Quick #Typhoon#BAVI recap:
Gonna be honest: Structurally, this was a weird-ass storm—maybe one of the weirdest I've hunted. I'm talking about the way that tiny inner eyewall suddenly exploded onto the scene yesterday, looking all yummy, raising a ruckus, screaming, "Chase me! Chase me!"—only to go hiding in the folds of daddy's coat (the huge outer eyewall, I mean) once I drove up to the top of the island to pursue it. I felt almost as if it was playing with my head—playing games.
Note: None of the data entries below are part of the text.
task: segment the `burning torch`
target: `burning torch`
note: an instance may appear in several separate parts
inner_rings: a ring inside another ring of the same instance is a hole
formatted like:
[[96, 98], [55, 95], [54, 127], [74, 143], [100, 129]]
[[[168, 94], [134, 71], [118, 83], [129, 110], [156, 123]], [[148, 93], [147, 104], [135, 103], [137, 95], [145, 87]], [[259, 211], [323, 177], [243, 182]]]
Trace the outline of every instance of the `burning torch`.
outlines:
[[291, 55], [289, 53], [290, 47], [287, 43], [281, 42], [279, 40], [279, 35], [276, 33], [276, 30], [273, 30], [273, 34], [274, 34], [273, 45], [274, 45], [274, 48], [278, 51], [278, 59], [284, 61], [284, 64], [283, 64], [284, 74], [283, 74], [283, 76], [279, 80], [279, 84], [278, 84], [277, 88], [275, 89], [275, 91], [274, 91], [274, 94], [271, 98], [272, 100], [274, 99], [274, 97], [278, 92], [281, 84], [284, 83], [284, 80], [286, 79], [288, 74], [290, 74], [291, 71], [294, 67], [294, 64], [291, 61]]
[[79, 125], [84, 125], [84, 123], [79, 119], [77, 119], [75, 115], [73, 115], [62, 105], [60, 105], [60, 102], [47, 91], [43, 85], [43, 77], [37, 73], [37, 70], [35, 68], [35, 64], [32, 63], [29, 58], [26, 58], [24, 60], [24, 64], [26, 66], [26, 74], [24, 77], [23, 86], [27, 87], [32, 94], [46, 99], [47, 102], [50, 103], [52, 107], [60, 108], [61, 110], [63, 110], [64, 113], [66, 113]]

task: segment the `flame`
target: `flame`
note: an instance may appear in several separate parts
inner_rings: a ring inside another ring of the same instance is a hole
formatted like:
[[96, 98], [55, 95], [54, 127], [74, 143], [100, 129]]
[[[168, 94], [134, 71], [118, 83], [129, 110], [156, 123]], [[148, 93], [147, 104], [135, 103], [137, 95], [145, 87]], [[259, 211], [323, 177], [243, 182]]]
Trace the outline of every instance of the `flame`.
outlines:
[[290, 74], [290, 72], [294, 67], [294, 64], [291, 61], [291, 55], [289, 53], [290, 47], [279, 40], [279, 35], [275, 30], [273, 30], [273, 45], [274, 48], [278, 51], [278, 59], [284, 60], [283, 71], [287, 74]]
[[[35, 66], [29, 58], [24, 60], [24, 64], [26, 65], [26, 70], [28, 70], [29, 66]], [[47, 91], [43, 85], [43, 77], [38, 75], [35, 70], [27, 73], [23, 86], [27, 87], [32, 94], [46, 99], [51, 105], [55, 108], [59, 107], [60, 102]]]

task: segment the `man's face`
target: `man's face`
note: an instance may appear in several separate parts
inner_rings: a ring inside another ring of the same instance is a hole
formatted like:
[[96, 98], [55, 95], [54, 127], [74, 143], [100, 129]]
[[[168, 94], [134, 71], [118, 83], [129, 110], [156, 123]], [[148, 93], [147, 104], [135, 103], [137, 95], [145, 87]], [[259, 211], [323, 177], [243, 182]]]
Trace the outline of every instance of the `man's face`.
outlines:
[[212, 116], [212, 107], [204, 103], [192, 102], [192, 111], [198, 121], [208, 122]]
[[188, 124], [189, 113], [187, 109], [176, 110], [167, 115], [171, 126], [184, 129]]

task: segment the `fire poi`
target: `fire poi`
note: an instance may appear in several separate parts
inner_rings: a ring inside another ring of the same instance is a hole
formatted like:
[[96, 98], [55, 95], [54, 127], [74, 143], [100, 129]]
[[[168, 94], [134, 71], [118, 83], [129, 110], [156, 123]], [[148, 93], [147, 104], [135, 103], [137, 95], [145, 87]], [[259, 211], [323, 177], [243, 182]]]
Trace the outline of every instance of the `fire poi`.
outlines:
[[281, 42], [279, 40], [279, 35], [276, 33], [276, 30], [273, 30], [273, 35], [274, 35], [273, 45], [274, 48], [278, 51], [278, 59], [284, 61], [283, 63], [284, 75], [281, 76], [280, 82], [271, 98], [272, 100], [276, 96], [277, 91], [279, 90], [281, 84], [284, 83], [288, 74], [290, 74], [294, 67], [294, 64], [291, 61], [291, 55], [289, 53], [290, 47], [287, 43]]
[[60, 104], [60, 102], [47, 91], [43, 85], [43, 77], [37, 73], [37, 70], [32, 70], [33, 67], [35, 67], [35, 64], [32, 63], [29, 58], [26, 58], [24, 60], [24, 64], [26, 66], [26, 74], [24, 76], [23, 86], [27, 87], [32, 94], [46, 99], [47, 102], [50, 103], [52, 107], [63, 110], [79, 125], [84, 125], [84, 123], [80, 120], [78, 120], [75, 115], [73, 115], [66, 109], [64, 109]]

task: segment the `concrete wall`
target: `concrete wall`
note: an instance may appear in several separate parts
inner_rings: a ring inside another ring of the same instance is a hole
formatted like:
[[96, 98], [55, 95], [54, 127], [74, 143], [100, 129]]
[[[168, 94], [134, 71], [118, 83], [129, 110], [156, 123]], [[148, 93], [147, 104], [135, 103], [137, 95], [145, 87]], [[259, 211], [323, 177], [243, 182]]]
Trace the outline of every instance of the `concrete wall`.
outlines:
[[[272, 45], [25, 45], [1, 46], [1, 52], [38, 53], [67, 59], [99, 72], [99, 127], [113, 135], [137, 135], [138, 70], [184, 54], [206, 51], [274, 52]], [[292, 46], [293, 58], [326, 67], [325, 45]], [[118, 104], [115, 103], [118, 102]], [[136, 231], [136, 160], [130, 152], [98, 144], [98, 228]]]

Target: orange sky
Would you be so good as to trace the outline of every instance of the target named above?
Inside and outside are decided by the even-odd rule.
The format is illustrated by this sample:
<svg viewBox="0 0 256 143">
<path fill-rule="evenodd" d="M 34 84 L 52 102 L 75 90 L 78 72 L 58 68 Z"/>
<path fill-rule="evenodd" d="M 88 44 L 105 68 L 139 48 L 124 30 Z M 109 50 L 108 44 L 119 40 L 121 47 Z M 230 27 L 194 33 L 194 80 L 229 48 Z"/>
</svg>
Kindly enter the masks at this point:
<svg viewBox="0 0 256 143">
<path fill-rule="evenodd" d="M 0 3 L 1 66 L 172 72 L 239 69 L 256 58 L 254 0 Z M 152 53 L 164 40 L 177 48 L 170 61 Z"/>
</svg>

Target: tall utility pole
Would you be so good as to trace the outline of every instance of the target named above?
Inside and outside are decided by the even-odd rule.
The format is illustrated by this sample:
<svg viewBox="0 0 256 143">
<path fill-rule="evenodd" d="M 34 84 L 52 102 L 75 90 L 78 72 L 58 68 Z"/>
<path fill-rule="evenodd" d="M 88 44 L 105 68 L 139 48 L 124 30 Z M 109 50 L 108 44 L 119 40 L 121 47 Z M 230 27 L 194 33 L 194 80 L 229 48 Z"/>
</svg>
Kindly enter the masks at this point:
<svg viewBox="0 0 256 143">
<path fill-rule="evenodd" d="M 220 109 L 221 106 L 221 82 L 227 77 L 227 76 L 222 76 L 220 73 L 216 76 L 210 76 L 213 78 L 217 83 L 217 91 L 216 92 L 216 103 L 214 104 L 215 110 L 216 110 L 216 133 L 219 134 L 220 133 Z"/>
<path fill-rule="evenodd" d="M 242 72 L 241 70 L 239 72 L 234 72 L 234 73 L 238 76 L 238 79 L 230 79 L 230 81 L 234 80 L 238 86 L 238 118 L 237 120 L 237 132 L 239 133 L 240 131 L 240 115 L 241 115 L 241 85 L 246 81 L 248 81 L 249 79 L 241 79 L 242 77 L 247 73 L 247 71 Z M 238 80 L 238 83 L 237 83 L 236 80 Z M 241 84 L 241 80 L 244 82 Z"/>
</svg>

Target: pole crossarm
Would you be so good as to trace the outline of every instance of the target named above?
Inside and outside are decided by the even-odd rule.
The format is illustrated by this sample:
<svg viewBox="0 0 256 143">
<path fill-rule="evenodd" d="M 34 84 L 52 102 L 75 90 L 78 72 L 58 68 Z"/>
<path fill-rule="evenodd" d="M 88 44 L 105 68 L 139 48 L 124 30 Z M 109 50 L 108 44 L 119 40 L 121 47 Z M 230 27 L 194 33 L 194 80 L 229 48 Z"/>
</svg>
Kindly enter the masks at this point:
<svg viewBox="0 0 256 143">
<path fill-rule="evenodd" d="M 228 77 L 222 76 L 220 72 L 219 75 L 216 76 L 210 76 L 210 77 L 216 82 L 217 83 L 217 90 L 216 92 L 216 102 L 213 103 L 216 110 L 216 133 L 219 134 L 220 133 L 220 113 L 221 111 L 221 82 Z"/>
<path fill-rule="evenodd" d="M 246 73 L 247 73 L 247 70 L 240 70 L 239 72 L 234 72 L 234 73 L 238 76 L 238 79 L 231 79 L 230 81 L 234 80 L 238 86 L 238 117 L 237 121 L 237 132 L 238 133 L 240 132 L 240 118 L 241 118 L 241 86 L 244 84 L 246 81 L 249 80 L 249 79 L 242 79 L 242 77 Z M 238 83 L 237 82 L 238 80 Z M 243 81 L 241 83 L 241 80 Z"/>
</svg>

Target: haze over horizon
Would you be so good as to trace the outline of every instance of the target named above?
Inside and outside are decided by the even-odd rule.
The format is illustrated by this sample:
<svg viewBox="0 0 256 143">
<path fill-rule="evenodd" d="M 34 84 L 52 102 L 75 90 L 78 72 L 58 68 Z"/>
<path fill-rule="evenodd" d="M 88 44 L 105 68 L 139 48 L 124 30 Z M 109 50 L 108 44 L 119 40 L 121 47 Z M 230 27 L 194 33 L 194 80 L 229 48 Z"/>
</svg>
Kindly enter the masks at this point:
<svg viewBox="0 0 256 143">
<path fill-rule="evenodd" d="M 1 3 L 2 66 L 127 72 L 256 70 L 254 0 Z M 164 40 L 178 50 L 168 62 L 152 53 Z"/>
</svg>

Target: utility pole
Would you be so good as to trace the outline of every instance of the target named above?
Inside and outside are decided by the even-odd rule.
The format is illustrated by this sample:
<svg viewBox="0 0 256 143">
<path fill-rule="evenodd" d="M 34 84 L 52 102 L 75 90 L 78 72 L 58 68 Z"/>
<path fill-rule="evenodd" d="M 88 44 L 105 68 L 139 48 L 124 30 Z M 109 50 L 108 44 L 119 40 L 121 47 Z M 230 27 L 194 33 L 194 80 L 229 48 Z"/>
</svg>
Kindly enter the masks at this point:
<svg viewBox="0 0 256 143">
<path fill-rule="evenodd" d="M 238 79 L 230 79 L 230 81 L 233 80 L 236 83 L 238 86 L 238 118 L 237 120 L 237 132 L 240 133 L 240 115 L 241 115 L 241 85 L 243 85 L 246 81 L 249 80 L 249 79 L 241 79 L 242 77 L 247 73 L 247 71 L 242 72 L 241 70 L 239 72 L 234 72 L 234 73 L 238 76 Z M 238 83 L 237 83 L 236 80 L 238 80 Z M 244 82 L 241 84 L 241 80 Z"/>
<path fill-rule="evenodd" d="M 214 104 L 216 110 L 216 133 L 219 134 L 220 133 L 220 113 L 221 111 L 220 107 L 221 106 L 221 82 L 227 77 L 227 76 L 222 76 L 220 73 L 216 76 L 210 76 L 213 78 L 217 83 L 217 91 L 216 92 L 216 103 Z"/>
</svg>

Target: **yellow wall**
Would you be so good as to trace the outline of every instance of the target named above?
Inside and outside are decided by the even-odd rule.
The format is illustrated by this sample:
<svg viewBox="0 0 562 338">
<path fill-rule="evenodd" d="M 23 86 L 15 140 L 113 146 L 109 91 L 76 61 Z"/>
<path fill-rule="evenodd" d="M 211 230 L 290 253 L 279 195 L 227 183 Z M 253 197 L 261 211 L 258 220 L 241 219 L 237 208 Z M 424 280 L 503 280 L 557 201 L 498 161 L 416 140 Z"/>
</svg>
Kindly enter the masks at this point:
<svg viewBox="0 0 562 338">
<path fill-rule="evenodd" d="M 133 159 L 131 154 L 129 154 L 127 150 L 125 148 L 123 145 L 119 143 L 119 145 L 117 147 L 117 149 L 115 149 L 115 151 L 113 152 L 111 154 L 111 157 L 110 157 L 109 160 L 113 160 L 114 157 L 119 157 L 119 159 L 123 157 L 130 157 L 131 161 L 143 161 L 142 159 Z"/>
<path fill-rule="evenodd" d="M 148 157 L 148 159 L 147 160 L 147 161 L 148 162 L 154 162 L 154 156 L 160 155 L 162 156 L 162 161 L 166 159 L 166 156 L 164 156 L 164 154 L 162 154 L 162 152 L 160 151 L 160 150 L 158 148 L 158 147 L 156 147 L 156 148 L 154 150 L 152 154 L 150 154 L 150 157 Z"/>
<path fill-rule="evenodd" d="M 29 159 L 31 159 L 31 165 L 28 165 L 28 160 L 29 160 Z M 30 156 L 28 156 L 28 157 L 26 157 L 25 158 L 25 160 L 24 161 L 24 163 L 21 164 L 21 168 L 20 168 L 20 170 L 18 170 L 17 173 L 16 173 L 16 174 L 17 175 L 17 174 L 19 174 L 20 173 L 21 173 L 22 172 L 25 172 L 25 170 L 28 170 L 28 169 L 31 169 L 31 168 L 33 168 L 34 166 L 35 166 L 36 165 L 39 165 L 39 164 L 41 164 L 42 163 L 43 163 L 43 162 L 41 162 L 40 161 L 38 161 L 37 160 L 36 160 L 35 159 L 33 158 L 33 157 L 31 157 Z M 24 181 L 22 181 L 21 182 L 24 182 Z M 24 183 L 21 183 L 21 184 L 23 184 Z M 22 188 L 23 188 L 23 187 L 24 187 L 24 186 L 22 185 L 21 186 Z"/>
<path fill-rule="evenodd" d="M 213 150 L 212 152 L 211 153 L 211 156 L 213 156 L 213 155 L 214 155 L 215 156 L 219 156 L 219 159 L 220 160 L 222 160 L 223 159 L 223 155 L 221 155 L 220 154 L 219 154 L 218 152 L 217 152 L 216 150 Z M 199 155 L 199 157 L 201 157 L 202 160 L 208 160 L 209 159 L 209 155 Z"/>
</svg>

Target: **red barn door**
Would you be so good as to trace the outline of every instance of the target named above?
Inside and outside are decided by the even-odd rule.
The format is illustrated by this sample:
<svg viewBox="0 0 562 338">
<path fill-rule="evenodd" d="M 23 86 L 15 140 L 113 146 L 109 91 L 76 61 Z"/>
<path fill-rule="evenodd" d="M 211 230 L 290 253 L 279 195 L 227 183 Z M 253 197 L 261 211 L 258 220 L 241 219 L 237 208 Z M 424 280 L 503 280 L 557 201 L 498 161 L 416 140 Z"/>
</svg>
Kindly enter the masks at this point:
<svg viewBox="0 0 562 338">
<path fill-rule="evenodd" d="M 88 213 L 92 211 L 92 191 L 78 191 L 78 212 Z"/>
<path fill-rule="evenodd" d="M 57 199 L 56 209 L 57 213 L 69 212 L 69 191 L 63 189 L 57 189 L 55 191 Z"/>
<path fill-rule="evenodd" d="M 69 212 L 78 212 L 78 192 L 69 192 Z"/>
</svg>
This radar shot out of Taiwan shows the freaky coexistence of a dominant eyewall and the tiny remnant ring clinging to it like a parasite. (The black star marks my final location.)
METEOROLOGICAL ANALYSIS
(NERD ALERT: NORMAL PEOPLE STOP READING HERE)
There's some discussion about whether BAVI's
large central calm area—left behind once the tiny inner eyewall started to collapse and melt into the outer eyewall—was a moat or the new eye. In my opinion, the ERC (eyewall replacement cycle) was far enough along when BAVI impacted the Ryukyu Islands that the large, outer eyewall was by that point the dominant eyewall, and therefore the big central calm area was the new, larger eye. Reasons:
* The remnant inner eyewall was just a crescent-shaped scrap of convection clinging to the outer eyewall by this point—not an independent feature.
* Ground observations show the outer eyewall was the dominant wind maker. Ishigaki-jima had higher winds (peak gust 70 knots) than Tarama, which was in the exact path of the remnant inner core (peak gust 64 knots). Shimojishima had *slightly* higher winds (peak gust 74 knots) near the remnant inner core, but this makes sense given this location was on the right side of the center. Stations on Miyako-jima had their peak gusts (up to 83 knots) in the far reaches of the *outer* eyewall, after 10 am. Combined, these data suggest the larger, outer eyewall was the dominant eyewall as BAVI impacted the Ryukyu Islands.
* The large calm area was very calm. Like, dead calm. This suggests it was an eye and not a moat, as the moats I've experienced have always been quite windy. (That said, orographic factors may have contributed to the dead calm I experienced.)
/END OF NERDERY
So, there you have it. BAVI is my 85th hurricane/typhoon core penetration and 62nd eye penetration. It wasn't pretty—I'm not gonna be telling my grand nephews and grand nieces about this when I'm an old man—but that's how this sport is. Not every expedition yields a MELISSA, a DORIAN, a HAIYAN.
Back at the hotel, feeling cozy as the rain and wind continue to howl outside. On the agenda: SLEEP and FOOD.
Looks like Typhoon #Bavi broke the HWRF model. Don't think we'll be seeing:
1) Sub-830 hPa pressure
2) 267-knot winds at 850 hPa
3) 89F surface temperature in the eyewall
It looks like a similar instability to #Mangkhut a few years back, though so far the model hasn't crashed.